Hackers Set Up Online Shop to Sell Access to Firms

This post is also available in: עברית (Hebrew)

Hackers who try to sell access to major companies worldwide are no breaking news in the world of cybercrime. What makes Br0k3r stand out is that they are trying to sell this access and information through their own “online shop” website.

Br0k3r is what cybersecurity experts call an initial access broker (IAB). These attackers have established themselves as a major name in cybercrime. They sell access to various companies from the US, UK, UAE, Taiwan, and Switzerland among other countries. They then allow buyers to breach the organizations of their choice and infect them with ransomware, according to Cybernews.

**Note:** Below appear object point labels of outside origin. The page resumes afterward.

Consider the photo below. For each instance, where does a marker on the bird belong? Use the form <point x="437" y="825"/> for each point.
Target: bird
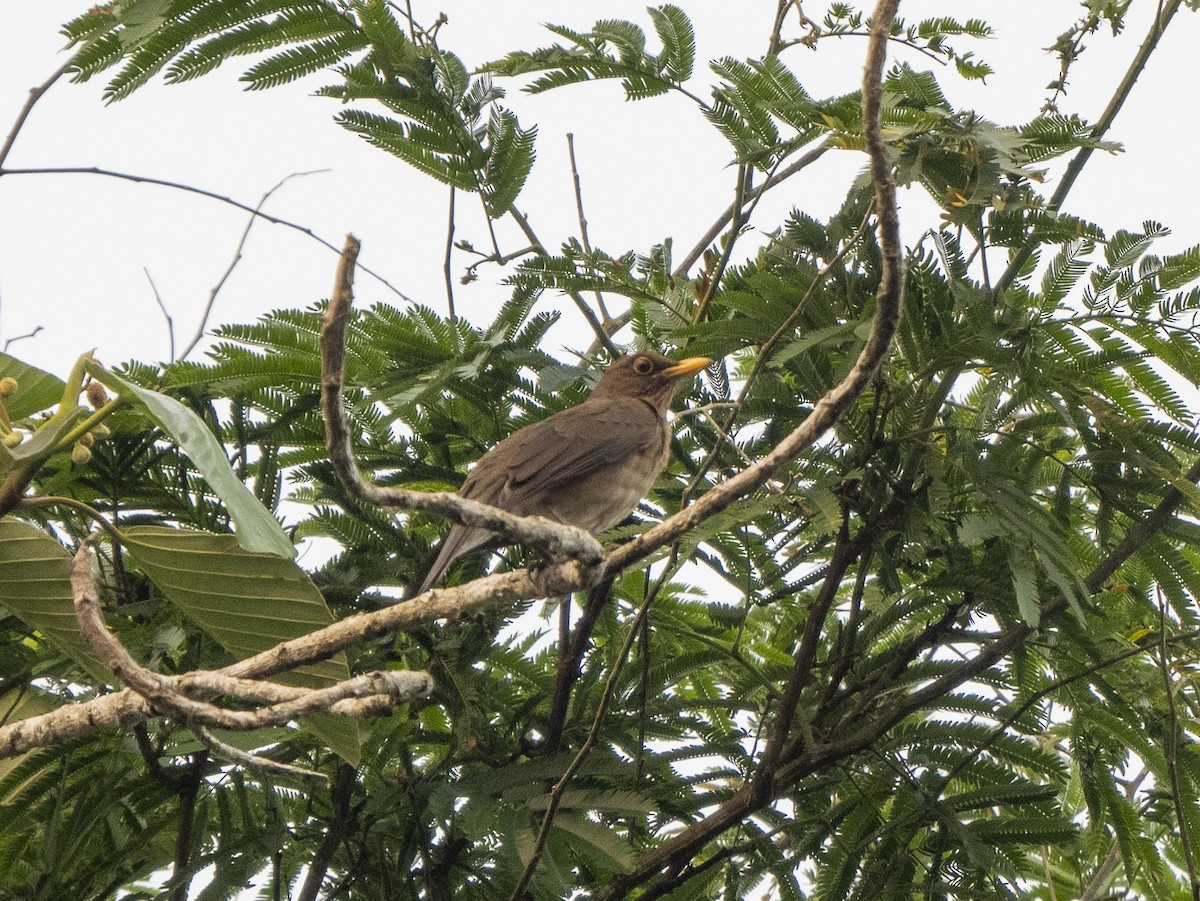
<point x="587" y="466"/>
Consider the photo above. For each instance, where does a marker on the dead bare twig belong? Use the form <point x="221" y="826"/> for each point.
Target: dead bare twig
<point x="237" y="258"/>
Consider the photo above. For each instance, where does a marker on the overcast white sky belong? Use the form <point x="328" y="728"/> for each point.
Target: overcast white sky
<point x="73" y="247"/>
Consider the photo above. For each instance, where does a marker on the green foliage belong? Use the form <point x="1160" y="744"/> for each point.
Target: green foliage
<point x="997" y="697"/>
<point x="613" y="48"/>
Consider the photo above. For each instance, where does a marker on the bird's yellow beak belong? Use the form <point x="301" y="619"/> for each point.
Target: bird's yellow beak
<point x="687" y="367"/>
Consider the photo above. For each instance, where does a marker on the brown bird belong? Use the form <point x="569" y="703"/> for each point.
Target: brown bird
<point x="587" y="466"/>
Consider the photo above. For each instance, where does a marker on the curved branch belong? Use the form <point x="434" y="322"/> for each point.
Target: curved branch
<point x="551" y="536"/>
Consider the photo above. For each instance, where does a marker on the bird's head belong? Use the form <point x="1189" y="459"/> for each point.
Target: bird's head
<point x="647" y="376"/>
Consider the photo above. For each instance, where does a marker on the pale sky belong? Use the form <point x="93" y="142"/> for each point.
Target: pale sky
<point x="73" y="248"/>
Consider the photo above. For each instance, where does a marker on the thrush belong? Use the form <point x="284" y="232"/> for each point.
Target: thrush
<point x="587" y="466"/>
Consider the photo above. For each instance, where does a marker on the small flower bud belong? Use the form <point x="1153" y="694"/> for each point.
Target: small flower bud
<point x="96" y="395"/>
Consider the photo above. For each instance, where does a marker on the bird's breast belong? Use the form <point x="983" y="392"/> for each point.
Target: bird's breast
<point x="604" y="498"/>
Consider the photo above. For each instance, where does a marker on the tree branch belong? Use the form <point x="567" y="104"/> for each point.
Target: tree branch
<point x="35" y="94"/>
<point x="210" y="194"/>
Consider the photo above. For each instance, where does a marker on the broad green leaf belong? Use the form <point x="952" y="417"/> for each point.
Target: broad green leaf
<point x="35" y="587"/>
<point x="257" y="529"/>
<point x="249" y="602"/>
<point x="597" y="840"/>
<point x="1025" y="584"/>
<point x="36" y="390"/>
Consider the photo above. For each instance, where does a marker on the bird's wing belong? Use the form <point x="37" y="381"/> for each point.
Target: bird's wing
<point x="565" y="448"/>
<point x="557" y="451"/>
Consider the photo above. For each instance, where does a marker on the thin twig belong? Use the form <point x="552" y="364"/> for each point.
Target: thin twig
<point x="13" y="340"/>
<point x="235" y="755"/>
<point x="559" y="788"/>
<point x="583" y="221"/>
<point x="706" y="240"/>
<point x="447" y="272"/>
<point x="211" y="196"/>
<point x="35" y="95"/>
<point x="237" y="258"/>
<point x="604" y="336"/>
<point x="1170" y="751"/>
<point x="166" y="314"/>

IB-Group, a cybersecurity company that has been tracking the IAB market has spotlighted a new IAB, Br0k3r. This attacker was mentioned on one of the underground forums on June 17th. According to experts, Br0k3r is one of the “first to conduct private access sales through its own website.”

According to Br0k3r’s website, it’s selling access to 47 different networks worldwide, four of which have already been sold, including access to an electricity firm with a revenue of $370 million, among others.

Most of the companies on the list seem to be major players, making tens of millions of dollars in revenue. Some of the biggest potential catches for criminals include a Spanish manufacturer, a supplier and installer of tracker equipment with $600 million in revenue, and a Norwegian multinational company with a staggering $1.1 billion in revenue.

According to the IB-Group Report, IABs usually compromise VPN and RDP accounts to penetrate an organization’s network. There were 380 active IABs worldwide between June 2021 and June 2022.